A violent hissing, like six angry adders drew me back to the kitchen. Six streams of steam were jetting out from under the front handle in every direction. Clearly pressure was not building.

Fine! I’m not afraid of a pressure cooker.  I have heard the story of a young woman who fled her exploding cooker across her loft, head down, in a brilliant display of broken field running. She escaped but the ceiling did not. Not me, boys! I’ve been handling one of these for 30 years. I grab the back handle, move it off the burner and turn off the heat.

A little background: my old Lagostina pressure cooker, the one with the bendy lid that was such a pleasing puzzle to insert, served me uncomplaining and without maintenance for 30 years until last Feb 8th. I had a brief, unsatisfactory relationship with a model called Fresco. I say ‘brief’ but it felt interminable. Every morning was a new battle: the rice remained hard, the rice was swimming in water and half done, the lid wouldn’t go on, the lid wouldn’t come off. I grew crazed. I took it back for a  full credit. Then I looked up where to buy another Lagostina, but of course, it was not at all like the good old reliable bendy lid one. It was a new, improved model. In fact, it looked like the Fresco, but I had faith because it was a Lagostina.

Still I had a kind of residual post traumatic stress around the issue so I tackled the new problem warily but with confidence.

1. Removed lid, carefully aligned arrows, pressed down firmly with left hand, turned lid with right. Put pot on burner, turned heat on high, walked away.

Result: jets of steam, no pressure built.

2. Examined lid carefully, studied flanges of metal that were supposed to interlock, pressed yet more firmly, shut lid, turned heat on, walked away.

Same result.

3. Removed lid. Noted that the front handle seemed loose. Looked in vain for screws to tighten. Moved the Ohsawa pot more to the centre thinking it might be preventing a seal. Repeated #1.

Same result.

Vaguely remembered that human failing: if something doesn’t work, keep doing it, but try harder.

4. Maybe the inner pot was the problem. Removed Ohsawa pot, got out an old one, which isn’t as tall. Transferred rice, inserted in cooker and repeated #1.

Same result

Well, at least, I had eliminated one hypothesis.

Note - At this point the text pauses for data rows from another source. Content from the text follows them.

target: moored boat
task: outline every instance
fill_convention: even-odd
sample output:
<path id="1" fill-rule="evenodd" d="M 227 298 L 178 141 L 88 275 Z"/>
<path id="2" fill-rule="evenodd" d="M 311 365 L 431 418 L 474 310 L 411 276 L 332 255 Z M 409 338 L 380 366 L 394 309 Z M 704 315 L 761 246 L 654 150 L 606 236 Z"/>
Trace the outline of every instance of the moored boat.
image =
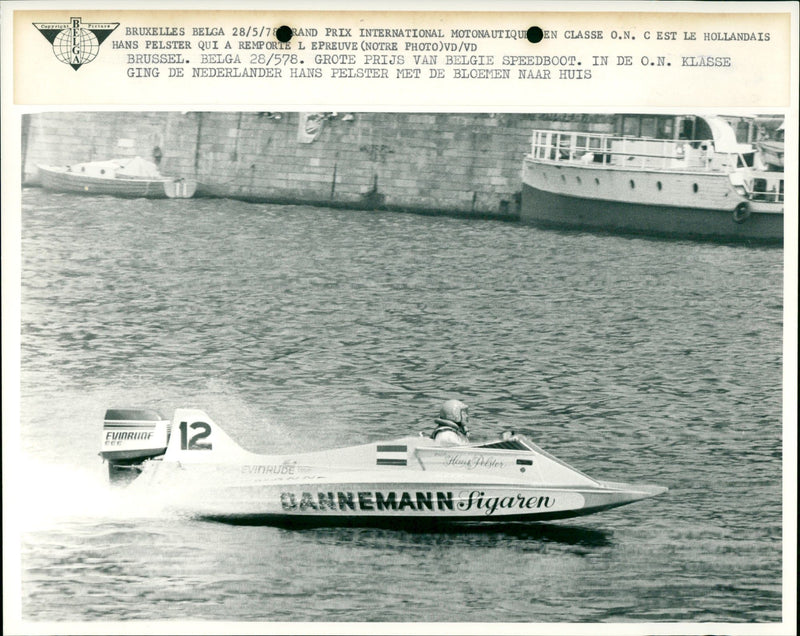
<path id="1" fill-rule="evenodd" d="M 721 117 L 617 115 L 612 134 L 536 130 L 520 219 L 545 227 L 783 240 L 784 176 Z"/>
<path id="2" fill-rule="evenodd" d="M 769 139 L 759 141 L 757 144 L 764 163 L 767 164 L 768 169 L 783 171 L 783 141 L 778 139 Z"/>
<path id="3" fill-rule="evenodd" d="M 603 481 L 523 435 L 440 446 L 422 434 L 335 450 L 259 455 L 206 413 L 109 409 L 112 481 L 200 518 L 279 525 L 438 526 L 587 515 L 667 489 Z"/>
<path id="4" fill-rule="evenodd" d="M 38 166 L 42 187 L 57 192 L 109 194 L 118 197 L 188 199 L 197 183 L 165 177 L 141 157 L 92 161 L 68 166 Z"/>
<path id="5" fill-rule="evenodd" d="M 754 123 L 757 130 L 755 144 L 767 170 L 783 172 L 786 122 L 781 118 L 757 117 Z"/>

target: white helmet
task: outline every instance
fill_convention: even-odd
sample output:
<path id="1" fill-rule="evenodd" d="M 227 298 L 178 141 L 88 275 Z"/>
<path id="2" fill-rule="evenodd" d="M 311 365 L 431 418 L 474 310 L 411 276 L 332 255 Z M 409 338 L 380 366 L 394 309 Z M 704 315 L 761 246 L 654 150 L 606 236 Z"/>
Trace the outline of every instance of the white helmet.
<path id="1" fill-rule="evenodd" d="M 445 420 L 459 425 L 465 431 L 469 422 L 469 407 L 459 400 L 447 400 L 439 409 L 438 420 Z"/>

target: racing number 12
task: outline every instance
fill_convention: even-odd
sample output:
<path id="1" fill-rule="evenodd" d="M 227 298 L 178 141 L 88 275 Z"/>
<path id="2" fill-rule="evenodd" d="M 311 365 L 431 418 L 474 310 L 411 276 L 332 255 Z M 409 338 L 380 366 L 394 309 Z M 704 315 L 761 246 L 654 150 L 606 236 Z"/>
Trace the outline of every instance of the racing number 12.
<path id="1" fill-rule="evenodd" d="M 211 435 L 211 427 L 208 424 L 193 422 L 188 428 L 198 432 L 189 438 L 186 422 L 181 422 L 181 450 L 211 450 L 211 442 L 200 441 Z"/>

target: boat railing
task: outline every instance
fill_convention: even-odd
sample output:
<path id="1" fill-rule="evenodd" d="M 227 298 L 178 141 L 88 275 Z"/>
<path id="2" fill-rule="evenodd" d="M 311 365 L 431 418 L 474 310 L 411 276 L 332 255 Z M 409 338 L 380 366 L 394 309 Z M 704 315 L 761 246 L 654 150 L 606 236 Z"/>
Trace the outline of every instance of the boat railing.
<path id="1" fill-rule="evenodd" d="M 714 152 L 713 140 L 617 137 L 605 133 L 534 130 L 531 158 L 638 170 L 729 171 L 735 153 Z"/>
<path id="2" fill-rule="evenodd" d="M 783 203 L 783 173 L 746 171 L 742 174 L 745 196 L 751 201 Z"/>

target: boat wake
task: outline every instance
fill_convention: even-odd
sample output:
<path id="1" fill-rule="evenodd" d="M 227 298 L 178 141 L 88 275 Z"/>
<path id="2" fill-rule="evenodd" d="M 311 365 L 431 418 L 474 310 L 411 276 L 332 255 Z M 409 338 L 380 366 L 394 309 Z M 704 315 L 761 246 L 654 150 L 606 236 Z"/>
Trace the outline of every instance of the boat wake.
<path id="1" fill-rule="evenodd" d="M 6 496 L 19 499 L 17 526 L 22 532 L 57 527 L 65 522 L 163 518 L 168 506 L 153 493 L 144 496 L 134 489 L 108 483 L 102 463 L 92 467 L 51 464 L 22 458 L 18 465 L 21 486 Z M 10 490 L 10 489 L 9 489 Z"/>

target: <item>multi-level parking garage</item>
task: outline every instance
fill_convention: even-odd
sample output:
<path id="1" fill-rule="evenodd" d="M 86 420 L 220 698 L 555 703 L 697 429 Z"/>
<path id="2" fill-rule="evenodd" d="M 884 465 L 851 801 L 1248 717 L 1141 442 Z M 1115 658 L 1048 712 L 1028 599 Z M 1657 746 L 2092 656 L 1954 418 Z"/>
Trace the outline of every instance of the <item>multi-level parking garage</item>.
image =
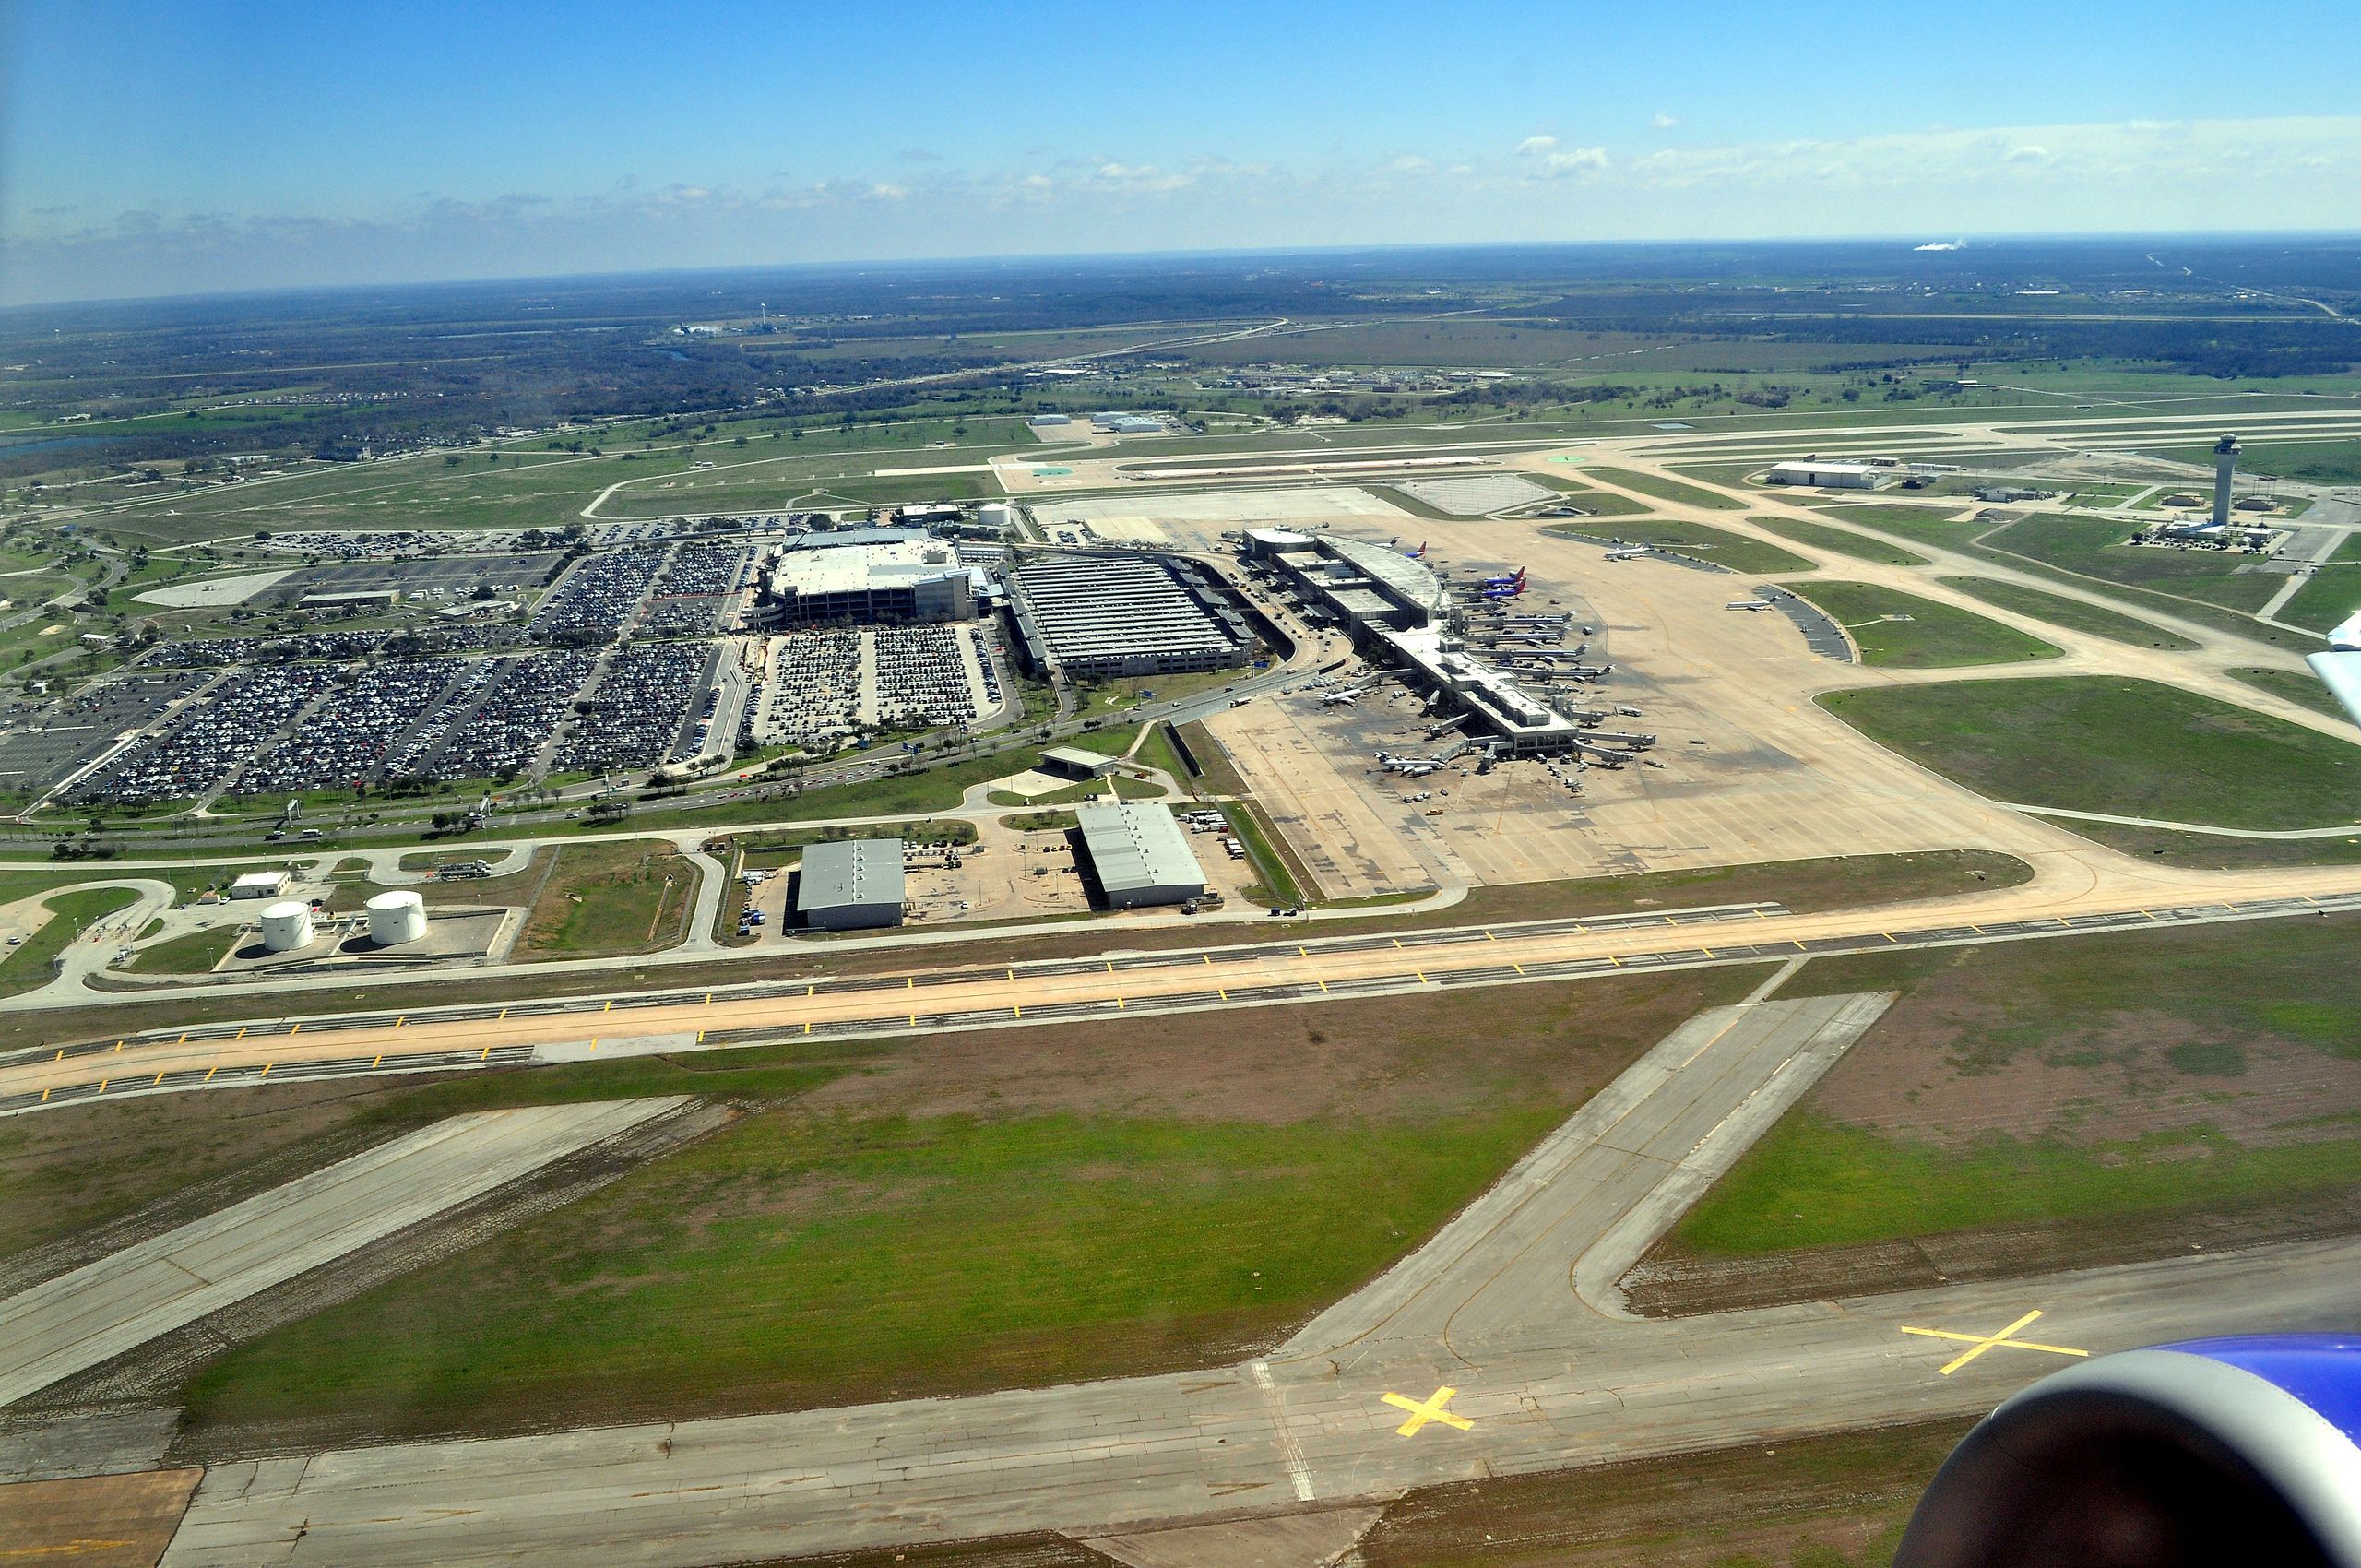
<path id="1" fill-rule="evenodd" d="M 1253 634 L 1192 563 L 1154 555 L 1036 556 L 1008 575 L 1033 669 L 1103 681 L 1242 664 Z"/>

5. Removed lid, took out gasket, studied situation, pressed it carefully back, repeated #1.

Same result.

6. Pulled out old bendy lid Lagostina, transferred rice pot. Glanced heavenward. Turned heat on.

Different result.  This time water bubbled out instead of steam. Well, what did I expect? The old thing was fatigued and told me so last Feb 8th.

7. Picked up the lid of the new cooker, shook it in admonition. It rattled. Took out the gasket. Ah, there they were -2 screws about half way out. Pulled out the heavy red tool box from under the sink, found the screwdriver with the star-shaped head, tightened those darned screws within a millimetre  of stripping them. Repeated #1. Leaned over the stove. Never mind the “watched pot” rule.

Result: a few seconds later, a soft sigh, the red-knobbed pressure indicator floated upward, I had 13 psi and in 50 minutes, I would have edible rice.

I also seemed to have fairly high blood pressure, but there was relief for that. I fired off an email missile-I mean missive- to Lagostina advising them to include a small screwdriver with their pressure cookers and clear instructions regarding loose screws.

Then, wouldn’t you know, turns out that other pressure cooker adherents of my acquaintance already knew that.